Farrah quedó inconsciente, su mundo girando en largas pesadillas sobre lo que él podría hacerle.

Axel la miraba constantemente mientras conducía hacia su casa aislada en el bosque.

Sabía que si ella despertaba cuando estaba conduciendo, podría atacarlo fácilmente o escapar, y él no volvería a prisión.

Axel miró en su espejo retrovisor y arregló un cabello rebelde.

«Tonto, no importará qué aspecto tengas para ella», pensó y reprimió una risa.

Era guapo sin importar lo que hiciera.

Fue demasiado fácil llevarse a Farrah.

Axel ya había desconectado todas las cámaras de seguridad en su pueblo, usando esa computadora suya.

Pero aún así fue un riesgo secuestrarla.

Llegó a su cabaña de troncos, a ocho kilómetros dentro del bosque.

Mamá y Papá felizmente le dieron el gran lote de tierra para esconder sus esqueletos de sus preciadas carreras políticas.

Axel puso otro trapo con cloroformo en su cara y dejó que lo respirara, solo para estar seguro.

La echó sobre su hombro, y Axel pensó en ella como una muñeca de trapo.

Sus pechos descansaban contra su espalda mientras abría la puerta de la casa y se dirigía a la izquierda hacia la habitación que había preparado para ella.

En ella había una cama tamaño king frente a una chimenea junto con un baño adjunto a la habitación.

En los cabeceros de la cama alrededor había cuerdas.

Axel se puso duro ante los pensamientos de ella en tal estado.

La recostó en la cama y comenzó a atar sus manos y pies con cuerdas a los postes de la cama.

Era un nudo simple, uno de los primeros que aprendió de niño, pero sabía que su mascota no podría moverse ni un centímetro.

Sacó su navaja y cortó su abrigo.

Axel sonrió al ver el camisón debajo.

Era de lana y tenía pequeñas ovejas blancas sobre un fondo azul, pero le complació que apenas cubriera su trasero en forma de luna.

Casi se arrepintió de cortarle eso también.

Axel miró la ropa interior, sencilla; no iba a ninguna cita.

Axel arrancó esas prendas de su cuerpo, las agrupó todas juntas y las arrojó al fuego, ella no las necesitaría.

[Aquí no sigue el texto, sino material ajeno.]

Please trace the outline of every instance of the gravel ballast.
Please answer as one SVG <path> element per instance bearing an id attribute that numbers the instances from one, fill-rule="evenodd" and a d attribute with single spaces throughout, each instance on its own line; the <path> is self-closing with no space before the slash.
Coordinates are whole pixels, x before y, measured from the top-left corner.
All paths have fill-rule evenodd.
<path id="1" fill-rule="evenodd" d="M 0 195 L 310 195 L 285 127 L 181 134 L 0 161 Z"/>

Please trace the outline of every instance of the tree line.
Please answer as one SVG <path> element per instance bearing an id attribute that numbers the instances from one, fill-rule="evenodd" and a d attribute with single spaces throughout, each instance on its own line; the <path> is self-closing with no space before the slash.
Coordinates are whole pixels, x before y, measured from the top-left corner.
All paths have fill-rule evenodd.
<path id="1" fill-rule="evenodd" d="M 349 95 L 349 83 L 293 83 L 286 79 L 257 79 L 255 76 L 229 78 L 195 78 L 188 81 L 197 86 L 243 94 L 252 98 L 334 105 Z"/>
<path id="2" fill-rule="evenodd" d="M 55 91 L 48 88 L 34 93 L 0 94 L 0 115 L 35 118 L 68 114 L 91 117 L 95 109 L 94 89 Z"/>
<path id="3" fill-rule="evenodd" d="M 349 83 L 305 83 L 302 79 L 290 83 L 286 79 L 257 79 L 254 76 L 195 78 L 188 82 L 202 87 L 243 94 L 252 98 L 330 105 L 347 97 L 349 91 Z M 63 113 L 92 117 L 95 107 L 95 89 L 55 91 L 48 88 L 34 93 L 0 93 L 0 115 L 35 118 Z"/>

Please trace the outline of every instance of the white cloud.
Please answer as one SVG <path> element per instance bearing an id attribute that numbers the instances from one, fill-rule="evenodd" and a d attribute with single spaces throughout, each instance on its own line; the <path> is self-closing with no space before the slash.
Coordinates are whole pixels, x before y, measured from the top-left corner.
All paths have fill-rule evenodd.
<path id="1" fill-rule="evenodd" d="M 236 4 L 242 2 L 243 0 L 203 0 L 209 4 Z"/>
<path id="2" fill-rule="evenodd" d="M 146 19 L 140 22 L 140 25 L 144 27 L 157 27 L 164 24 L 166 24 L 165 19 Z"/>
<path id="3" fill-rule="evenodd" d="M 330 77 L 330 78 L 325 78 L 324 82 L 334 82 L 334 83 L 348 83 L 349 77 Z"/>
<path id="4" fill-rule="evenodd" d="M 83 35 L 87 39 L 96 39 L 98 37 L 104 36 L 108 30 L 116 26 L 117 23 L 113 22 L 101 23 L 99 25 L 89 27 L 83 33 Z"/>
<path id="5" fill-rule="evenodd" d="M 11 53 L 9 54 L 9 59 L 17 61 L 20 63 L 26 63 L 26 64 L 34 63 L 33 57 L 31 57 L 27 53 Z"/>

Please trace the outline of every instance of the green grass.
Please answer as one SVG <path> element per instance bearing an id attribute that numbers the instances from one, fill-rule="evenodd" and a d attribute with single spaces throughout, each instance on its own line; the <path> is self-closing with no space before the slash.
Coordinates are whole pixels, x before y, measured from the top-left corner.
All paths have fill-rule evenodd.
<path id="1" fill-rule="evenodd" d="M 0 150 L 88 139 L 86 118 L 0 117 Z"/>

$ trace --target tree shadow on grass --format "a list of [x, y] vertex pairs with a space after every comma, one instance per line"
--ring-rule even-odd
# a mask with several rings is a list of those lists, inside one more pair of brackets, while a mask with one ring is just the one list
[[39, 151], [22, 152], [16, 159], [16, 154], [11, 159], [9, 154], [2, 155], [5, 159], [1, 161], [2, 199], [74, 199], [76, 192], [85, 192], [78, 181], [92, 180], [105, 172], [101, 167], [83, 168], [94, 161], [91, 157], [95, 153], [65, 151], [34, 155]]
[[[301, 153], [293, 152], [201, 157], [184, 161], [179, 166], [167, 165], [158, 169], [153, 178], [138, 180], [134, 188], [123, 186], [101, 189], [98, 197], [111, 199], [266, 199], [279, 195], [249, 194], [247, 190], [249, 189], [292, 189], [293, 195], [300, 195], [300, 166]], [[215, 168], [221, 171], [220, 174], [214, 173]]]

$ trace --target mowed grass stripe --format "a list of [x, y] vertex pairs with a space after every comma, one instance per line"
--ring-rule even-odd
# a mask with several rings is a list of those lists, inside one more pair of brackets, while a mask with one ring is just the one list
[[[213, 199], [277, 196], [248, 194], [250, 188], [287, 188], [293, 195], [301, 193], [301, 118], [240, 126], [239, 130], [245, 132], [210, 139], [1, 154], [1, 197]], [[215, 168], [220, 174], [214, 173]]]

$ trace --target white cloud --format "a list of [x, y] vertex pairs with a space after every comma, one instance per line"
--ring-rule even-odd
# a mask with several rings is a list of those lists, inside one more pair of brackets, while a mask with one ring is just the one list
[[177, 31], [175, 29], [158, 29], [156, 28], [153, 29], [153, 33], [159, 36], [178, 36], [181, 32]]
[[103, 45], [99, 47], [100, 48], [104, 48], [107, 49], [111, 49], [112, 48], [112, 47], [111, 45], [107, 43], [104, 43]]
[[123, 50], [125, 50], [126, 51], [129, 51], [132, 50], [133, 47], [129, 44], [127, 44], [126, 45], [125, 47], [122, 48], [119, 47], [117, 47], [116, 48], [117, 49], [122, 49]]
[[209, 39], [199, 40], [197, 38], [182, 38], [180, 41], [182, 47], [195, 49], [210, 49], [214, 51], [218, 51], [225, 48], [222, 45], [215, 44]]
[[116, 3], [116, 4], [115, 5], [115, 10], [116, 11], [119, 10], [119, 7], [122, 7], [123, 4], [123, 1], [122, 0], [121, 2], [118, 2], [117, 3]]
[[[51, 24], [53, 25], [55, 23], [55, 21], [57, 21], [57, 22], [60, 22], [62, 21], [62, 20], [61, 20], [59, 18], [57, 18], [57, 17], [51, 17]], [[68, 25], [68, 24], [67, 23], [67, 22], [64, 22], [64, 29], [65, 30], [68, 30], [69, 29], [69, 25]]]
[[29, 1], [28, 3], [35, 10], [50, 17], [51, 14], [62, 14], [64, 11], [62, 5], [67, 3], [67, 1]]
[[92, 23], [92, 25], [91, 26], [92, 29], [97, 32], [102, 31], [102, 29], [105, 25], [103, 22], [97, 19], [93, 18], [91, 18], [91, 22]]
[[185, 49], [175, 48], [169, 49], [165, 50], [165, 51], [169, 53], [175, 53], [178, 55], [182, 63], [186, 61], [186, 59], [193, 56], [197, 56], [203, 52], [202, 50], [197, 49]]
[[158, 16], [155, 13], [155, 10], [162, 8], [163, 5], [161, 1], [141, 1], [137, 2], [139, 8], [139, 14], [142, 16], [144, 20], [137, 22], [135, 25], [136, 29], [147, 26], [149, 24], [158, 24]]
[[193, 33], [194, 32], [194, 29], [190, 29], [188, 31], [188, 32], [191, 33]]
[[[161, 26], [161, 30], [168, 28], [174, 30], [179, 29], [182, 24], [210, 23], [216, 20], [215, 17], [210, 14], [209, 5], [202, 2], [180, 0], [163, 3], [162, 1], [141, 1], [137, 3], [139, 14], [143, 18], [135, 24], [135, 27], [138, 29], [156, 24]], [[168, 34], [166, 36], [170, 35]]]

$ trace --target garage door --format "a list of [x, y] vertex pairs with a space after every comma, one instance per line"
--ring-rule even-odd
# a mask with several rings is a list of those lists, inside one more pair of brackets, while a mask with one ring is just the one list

Se estaba poniendo sofocante por las crecientes llamas en el fuego, Axel caminó hacia la ventana, la abrió y descorrió el pestillo.

Cerró las cortinas de algodón ligeras y translúcidas.

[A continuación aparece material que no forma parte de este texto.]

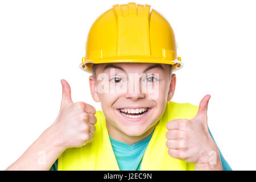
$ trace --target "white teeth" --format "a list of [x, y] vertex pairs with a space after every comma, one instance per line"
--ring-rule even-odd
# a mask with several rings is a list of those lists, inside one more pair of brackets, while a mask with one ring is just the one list
[[121, 109], [120, 110], [123, 113], [129, 114], [139, 114], [146, 111], [147, 110], [147, 108]]
[[142, 114], [140, 115], [130, 115], [130, 114], [127, 114], [126, 113], [121, 113], [123, 115], [125, 115], [126, 117], [128, 118], [141, 118], [142, 117], [143, 117], [144, 115], [146, 114], [146, 113], [143, 113]]

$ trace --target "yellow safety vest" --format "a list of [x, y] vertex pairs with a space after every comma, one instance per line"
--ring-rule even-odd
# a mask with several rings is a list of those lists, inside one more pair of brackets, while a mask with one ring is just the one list
[[[141, 170], [195, 170], [193, 163], [172, 158], [168, 154], [166, 123], [176, 119], [193, 118], [198, 106], [188, 103], [167, 102], [142, 159]], [[93, 140], [80, 147], [69, 148], [58, 158], [58, 170], [119, 170], [109, 139], [105, 116], [95, 114], [97, 122]]]

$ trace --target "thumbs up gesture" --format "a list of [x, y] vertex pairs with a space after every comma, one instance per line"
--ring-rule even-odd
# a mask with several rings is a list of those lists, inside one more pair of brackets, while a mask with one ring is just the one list
[[61, 80], [62, 100], [59, 113], [53, 123], [56, 137], [64, 148], [80, 147], [93, 138], [97, 119], [95, 109], [82, 102], [73, 103], [71, 88], [65, 80]]
[[[166, 125], [166, 146], [168, 154], [174, 158], [193, 163], [197, 167], [210, 168], [210, 164], [221, 163], [218, 147], [210, 136], [207, 125], [207, 108], [210, 96], [201, 100], [196, 115], [192, 119], [179, 119], [169, 121]], [[215, 158], [209, 163], [210, 158]], [[220, 163], [221, 164], [221, 163]], [[212, 165], [212, 167], [216, 166]], [[218, 165], [221, 169], [221, 165]]]

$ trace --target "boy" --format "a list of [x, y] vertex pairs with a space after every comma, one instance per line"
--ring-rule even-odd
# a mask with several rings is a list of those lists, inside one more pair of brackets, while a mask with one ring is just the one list
[[210, 96], [170, 101], [182, 63], [171, 27], [150, 10], [117, 5], [96, 20], [80, 67], [102, 111], [73, 103], [61, 80], [55, 122], [7, 169], [231, 169], [208, 128]]

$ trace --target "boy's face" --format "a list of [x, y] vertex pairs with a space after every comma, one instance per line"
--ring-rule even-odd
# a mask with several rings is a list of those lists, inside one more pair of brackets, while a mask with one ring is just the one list
[[164, 64], [97, 65], [96, 78], [89, 77], [90, 91], [101, 102], [109, 132], [135, 136], [152, 131], [174, 93], [176, 76], [171, 73]]

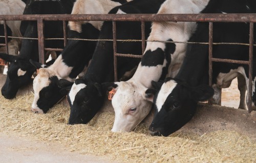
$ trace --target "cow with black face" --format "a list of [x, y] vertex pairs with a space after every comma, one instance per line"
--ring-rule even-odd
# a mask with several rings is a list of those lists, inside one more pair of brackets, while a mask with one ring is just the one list
[[[124, 1], [78, 0], [72, 14], [106, 14]], [[33, 83], [34, 98], [31, 111], [46, 113], [67, 94], [76, 77], [86, 70], [96, 46], [96, 41], [75, 39], [97, 39], [103, 21], [70, 21], [67, 46], [56, 61], [49, 67], [31, 61], [39, 69]], [[59, 85], [60, 81], [65, 84]], [[43, 82], [44, 81], [44, 82]], [[61, 87], [61, 85], [63, 87]], [[66, 91], [65, 91], [65, 90]]]
[[[164, 1], [134, 0], [113, 8], [109, 13], [154, 14], [157, 12]], [[151, 22], [145, 22], [145, 35], [146, 37], [150, 33], [151, 26]], [[116, 36], [117, 39], [141, 39], [140, 22], [116, 22]], [[99, 39], [113, 39], [112, 22], [104, 22]], [[141, 43], [139, 42], [118, 41], [117, 48], [117, 52], [119, 53], [138, 55], [142, 51]], [[105, 90], [101, 88], [98, 84], [114, 80], [113, 61], [113, 42], [99, 41], [83, 80], [75, 82], [68, 95], [71, 107], [69, 124], [87, 123], [102, 106]], [[139, 60], [134, 58], [118, 58], [118, 78], [120, 78], [127, 71], [134, 70], [134, 67], [139, 63]]]
[[[154, 102], [155, 108], [150, 127], [153, 135], [166, 137], [180, 128], [194, 115], [196, 110], [191, 108], [197, 107], [198, 101], [204, 101], [212, 97], [214, 92], [207, 85], [193, 87], [172, 78], [167, 78], [163, 84], [152, 81], [152, 85], [154, 89], [148, 89], [145, 95]], [[172, 96], [173, 94], [176, 96]]]
[[[73, 0], [30, 0], [27, 3], [24, 14], [70, 14]], [[46, 21], [44, 24], [45, 37], [47, 38], [63, 37], [62, 21]], [[37, 38], [36, 21], [22, 21], [20, 30], [26, 38]], [[63, 48], [63, 40], [46, 40], [45, 46], [50, 48]], [[14, 58], [1, 55], [1, 58], [10, 62], [5, 85], [2, 88], [2, 95], [7, 99], [15, 97], [18, 89], [28, 85], [36, 68], [29, 60], [38, 60], [38, 46], [36, 40], [23, 39], [19, 55]]]
[[[210, 0], [202, 13], [255, 13], [256, 2]], [[207, 22], [198, 23], [197, 30], [190, 41], [208, 41], [208, 25]], [[214, 22], [213, 26], [214, 43], [249, 42], [249, 23]], [[254, 32], [255, 29], [254, 27]], [[254, 37], [255, 36], [254, 32]], [[228, 87], [232, 80], [238, 76], [244, 77], [248, 90], [248, 67], [240, 64], [214, 63], [212, 88], [207, 85], [208, 49], [207, 45], [188, 45], [183, 64], [175, 79], [168, 78], [161, 87], [156, 87], [155, 90], [148, 89], [145, 92], [146, 97], [151, 100], [155, 94], [156, 115], [149, 128], [152, 135], [167, 136], [182, 127], [194, 115], [198, 101], [206, 100], [214, 93], [214, 98], [218, 101], [220, 98], [219, 90]], [[216, 58], [243, 61], [249, 59], [249, 48], [246, 46], [215, 44], [213, 45], [212, 51], [213, 57]], [[255, 57], [256, 52], [253, 50], [253, 69], [256, 69]], [[253, 72], [252, 75], [254, 85], [256, 72]], [[253, 97], [254, 86], [253, 90]], [[253, 103], [255, 102], [253, 101]]]

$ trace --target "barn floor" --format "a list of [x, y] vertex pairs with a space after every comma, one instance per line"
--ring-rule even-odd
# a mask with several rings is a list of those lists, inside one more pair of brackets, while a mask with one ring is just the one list
[[103, 156], [70, 151], [58, 143], [31, 140], [24, 135], [0, 132], [1, 162], [114, 162]]
[[[0, 76], [0, 87], [5, 78]], [[254, 111], [201, 104], [189, 123], [166, 138], [148, 134], [152, 115], [133, 132], [113, 133], [109, 102], [89, 124], [68, 125], [65, 101], [46, 114], [33, 114], [29, 88], [11, 100], [0, 95], [4, 162], [256, 162]]]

La pared daba hacia el lado opuesto al camino de entrada, pero no quería que ella estuviera demasiado entretenida mientras él estaba fuera.

Salió de la habitación, dejando la puerta abierta, ella solo vería la pared frente a la puerta, pero Axel quería escucharla cuando despertara.

Axel estuvo medio tentado a penetrar su coño inconsciente mientras ella dormía en la cama, pero decidió no hacerlo, riéndose.

«Primeras impresiones, Axel».

Una hora más tarde escuchó la voz preocupada de Farrah:
—¡Ayuda!

¡Alguien!

¿Hay alguien ahí?

¡Ayuda!

Se rió en voz baja mientras se levantaba para caminar hacia su habitación, siempre gritan pidiendo ayuda.

Cuando el hombre entró en la habitación, Farrah se arrepintió de haber gritado pidiendo ayuda.

—Toma mi dinero y déjame ir —suplicó—.

No se lo diré a nadie, solo déjame ir.

Farrah luchó con las cuerdas que la ataban a la cama, pero fue en vano.

Estaba desnuda en la cama y no podía moverse excepto para empujar su cuerpo hacia arriba y ligeramente hacia los lados.

Se sentía incómoda con su desnudez.

Farrah tenía el temor de que pronto se acostumbraría a ello.

Él era guapo.

Un hombre rudo con una camiseta negra y jeans, su cabello era de un castaño oscuro y su mandíbula era afilada y definida.

Su nariz era redonda y puntiaguda y tenía una ligera barba.

Farrah notó sus ojos, de un gris azulado que parecían violetas con la luz de la ventana.

También tomó nota mental de su tatuaje en la muñeca, un tigre.

Ella lo observaba mientras él la miraba como un pedazo de carne.